In [None]:

# Importing libraries
from transformers import DistilBertTokenizer, DistilBertForSequenceClassification  # For tokenization and sequence classification
from sklearn.metrics import accuracy_score  # For evaluating model accuracy
import pandas as pd  # For data manipulation
import torch  # For PyTorch deep learning framework
import spacy  # For NLP tasks like lemmatization and entity recognition

In [None]:
# Defining the device to use GPU if available
device = torch.device('cuda')  # Use GPU for faster computations

In [None]:
# Mounting Google Drive to access dataset
from google.colab import drive
drive.mount('/content/drive')

In [None]:
# Reading the CSV dataset, selecting only relevant columns
df = pd.read_csv("/content/drive/MyDrive/ML_Project/tweets.csv", usecols=['text', 'target'])

In [None]:
# Loading spaCy English model for NLP
nlp = spacy.load('en_core_web_sm')

In [None]:
# Lemmatizing and removing stop words from the text column
df['text'] = df['text'].apply(lambda x: ' '.join([
    token.lemma_ for token in nlp(x) if not token.is_stop and token.is_alpha
]))

In [None]:
# Initializing DistilBERT tokenizer and model for sequence classification
tokenizer = DistilBertTokenizer.from_pretrained('distilbert-base-uncased')
model = DistilBertForSequenceClassification.from_pretrained('distilbert-base-uncased')

In [None]:
# Moving the model to the specified device (GPU)
model = model.to(device)

In [None]:
# Tokenizing the text data with padding, truncation, and max length
inputs = tokenizer(
    df['text'].tolist(), 
    return_tensors='pt', 
    truncation=True, 
    padding=True, 
    max_length=128
)

In [None]:
# Converting target labels to tensors
labels = torch.tensor(df['target'].tolist())

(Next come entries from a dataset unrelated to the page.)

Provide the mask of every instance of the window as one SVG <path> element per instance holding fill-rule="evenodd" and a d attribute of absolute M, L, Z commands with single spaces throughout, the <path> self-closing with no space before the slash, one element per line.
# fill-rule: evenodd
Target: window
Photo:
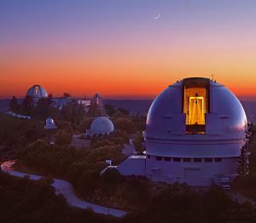
<path fill-rule="evenodd" d="M 183 113 L 186 114 L 186 134 L 205 134 L 205 114 L 209 112 L 209 79 L 183 80 Z"/>
<path fill-rule="evenodd" d="M 183 158 L 183 162 L 191 162 L 191 158 Z"/>
<path fill-rule="evenodd" d="M 215 158 L 215 162 L 218 162 L 218 163 L 222 162 L 222 158 Z"/>
<path fill-rule="evenodd" d="M 201 163 L 201 158 L 194 158 L 194 162 L 195 163 Z"/>
<path fill-rule="evenodd" d="M 156 159 L 157 161 L 161 161 L 161 160 L 162 160 L 162 157 L 156 157 L 155 159 Z"/>
<path fill-rule="evenodd" d="M 173 161 L 174 161 L 174 162 L 180 162 L 180 158 L 174 157 L 174 158 L 173 158 Z"/>
<path fill-rule="evenodd" d="M 212 162 L 212 158 L 205 158 L 206 163 Z"/>

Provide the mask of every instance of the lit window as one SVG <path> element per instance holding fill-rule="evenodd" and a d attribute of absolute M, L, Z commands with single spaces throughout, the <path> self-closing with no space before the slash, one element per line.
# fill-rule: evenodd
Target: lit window
<path fill-rule="evenodd" d="M 206 163 L 212 162 L 212 158 L 205 158 Z"/>
<path fill-rule="evenodd" d="M 191 162 L 191 158 L 183 158 L 183 162 Z"/>
<path fill-rule="evenodd" d="M 194 162 L 195 162 L 195 163 L 201 163 L 201 158 L 194 158 Z"/>
<path fill-rule="evenodd" d="M 222 158 L 215 158 L 215 162 L 222 162 Z"/>
<path fill-rule="evenodd" d="M 180 158 L 174 157 L 174 158 L 173 158 L 173 162 L 180 162 Z"/>
<path fill-rule="evenodd" d="M 161 161 L 161 160 L 162 160 L 162 157 L 156 157 L 155 159 L 156 159 L 157 161 Z"/>
<path fill-rule="evenodd" d="M 38 90 L 39 90 L 38 86 L 36 86 L 35 87 L 35 94 L 36 94 L 36 96 L 38 96 Z"/>
<path fill-rule="evenodd" d="M 205 114 L 209 112 L 209 79 L 183 80 L 183 113 L 186 114 L 186 134 L 205 134 Z"/>

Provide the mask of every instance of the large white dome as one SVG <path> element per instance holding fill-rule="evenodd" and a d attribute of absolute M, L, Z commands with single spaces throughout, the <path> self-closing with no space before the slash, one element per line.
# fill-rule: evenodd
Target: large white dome
<path fill-rule="evenodd" d="M 147 153 L 175 157 L 183 151 L 183 157 L 237 157 L 246 129 L 243 107 L 228 89 L 207 78 L 186 78 L 169 86 L 151 105 Z M 239 146 L 234 146 L 236 142 Z M 216 145 L 224 148 L 216 152 Z M 207 147 L 207 152 L 202 152 Z"/>
<path fill-rule="evenodd" d="M 48 94 L 47 91 L 40 85 L 36 84 L 31 87 L 27 92 L 26 92 L 27 96 L 32 96 L 33 98 L 47 98 Z"/>
<path fill-rule="evenodd" d="M 93 134 L 110 134 L 114 129 L 113 123 L 107 117 L 97 117 L 90 125 Z"/>

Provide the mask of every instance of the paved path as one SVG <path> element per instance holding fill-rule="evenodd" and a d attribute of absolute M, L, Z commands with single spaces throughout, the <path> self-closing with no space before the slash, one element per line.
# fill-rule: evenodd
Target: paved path
<path fill-rule="evenodd" d="M 11 175 L 18 176 L 18 177 L 24 177 L 28 176 L 30 180 L 39 180 L 42 178 L 40 175 L 37 174 L 29 174 L 22 172 L 14 171 L 14 170 L 6 170 L 5 172 L 9 173 Z M 64 197 L 67 198 L 67 201 L 69 205 L 74 206 L 79 209 L 87 209 L 89 208 L 92 209 L 95 213 L 103 214 L 110 214 L 115 217 L 122 217 L 127 214 L 127 212 L 110 209 L 104 206 L 100 206 L 95 203 L 91 203 L 82 199 L 79 199 L 73 192 L 73 186 L 69 182 L 59 180 L 59 179 L 53 179 L 54 182 L 52 183 L 52 186 L 55 189 L 56 194 L 63 194 Z"/>

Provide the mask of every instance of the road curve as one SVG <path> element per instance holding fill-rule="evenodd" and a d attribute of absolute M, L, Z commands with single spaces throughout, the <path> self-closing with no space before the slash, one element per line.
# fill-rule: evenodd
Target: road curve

# Initializing the optimizer with a learning rate of 1e-5
optimizer = torch.optim.AdamW(model.parameters(), lr=1e-5)

In [None]:
# Fine-tuning DistilBERT on the dataset
for epoch in range(1):  # Running for one epoch
    for i in range(len(inputs['input_ids'])):
        # Extracting input IDs and attention masks for each sample
        input_id = inputs['input_ids'][i].to(device)
        attention_mask = inputs['attention_mask'][i].to(device)
        label = labels[i].to(device)
        
        # Zeroing gradients for each step
        optimizer.zero_grad()
        
        # Forward pass
        outputs = model(
            input_ids=input_id.unsqueeze(0),  # Add batch dimension
            attention_mask=attention_mask.unsqueeze(0),
            labels=label.unsqueeze(0)
        )
        loss = outputs.loss  # Compute loss
        loss.backward()  # Backpropagation
        optimizer.step()  # Update model parameters
        
        # Logging progress every 100 samples
        if (i + 1) % 100 == 0:
            print(f'Processed {i+1} out of {len(inputs["input_ids"])}')

In [None]:
# Setting the model to evaluation mode
model.eval()

In [None]:
# Performing inference on the dataset to make predictions
predictions = []
for i in range(len(inputs['input_ids'])):
    input_id = inputs['input_ids'][i].to(device)
    attention_mask = inputs['attention_mask'][i].to(device)
    
    # Forward pass without gradient computation
    with torch.no_grad():
        outputs = model(
            input_ids=input_id.unsqueeze(0),
            attention_mask=attention_mask.unsqueeze(0)
        )
    prediction = torch.argmax(outputs.logits, dim=-1)  # Predicting the class
    predictions.append(prediction.item())

In [None]:
# Calculating the accuracy of predictions
accuracy = accuracy_score(labels.tolist(), predictions)
print(f'Accuracy: {accuracy}')

In [None]:
# Testing a single sentence
test_sentence = "There is a cyclone in Florida"
test_input = tokenizer(
    test_sentence, 
    return_tensors='pt', 
    truncation=True, 
    padding=True
)
test_input = {k: v.to(device) for k, v in test_input.items()}  # Moving data to GPU
test_output = model(**test_input)  # Model inference
test_prediction = torch.argmax(test_output.logits, dim=-1)
print(f'Test sentence: \"{test_sentence}\" is {"a disaster" if test_prediction.item() else "not a disaster"}')


Test sentence: "There is a cyclone in Florida" is a disaster


In [None]:
# Saving the model using pickle
import pickle
with open('/content/drive/MyDrive/ML_Project/mlmodel.pkl', 'wb') as f:
    pickle.dump(model, f)

In [None]:
# Performing NER on a test sentence to extract locations
test_sentence = "There is a cyclone in Florida"
doc = nlp(test_sentence)  # Processing sentence with spaCy
locations = [ent.text for ent in doc.ents if ent.label_ == 'GPE']  # Extracting named entities labeled as GPE (Geo-political entity)
print("Disaster Locations:", locations)

Disaster Locations: ['Florida']


In [None]:
# Testing another sentence
test_sentence = "My life is a cyclone"
test_input = tokenizer(
    test_sentence, 
    return_tensors='pt', 
    truncation=True, 
    padding=True
)
test_input = {k: v.to(device) for k, v in test_input.items()}
test_output = model(**test_input)
test_prediction = torch.argmax(test_output.logits, dim=-1)
print(f'Test sentence: \"{test_sentence}\" is {"a disaster" if test_prediction.item() else "not a disaster"}')


Test sentence: "My life is a cyclone" is not a disaster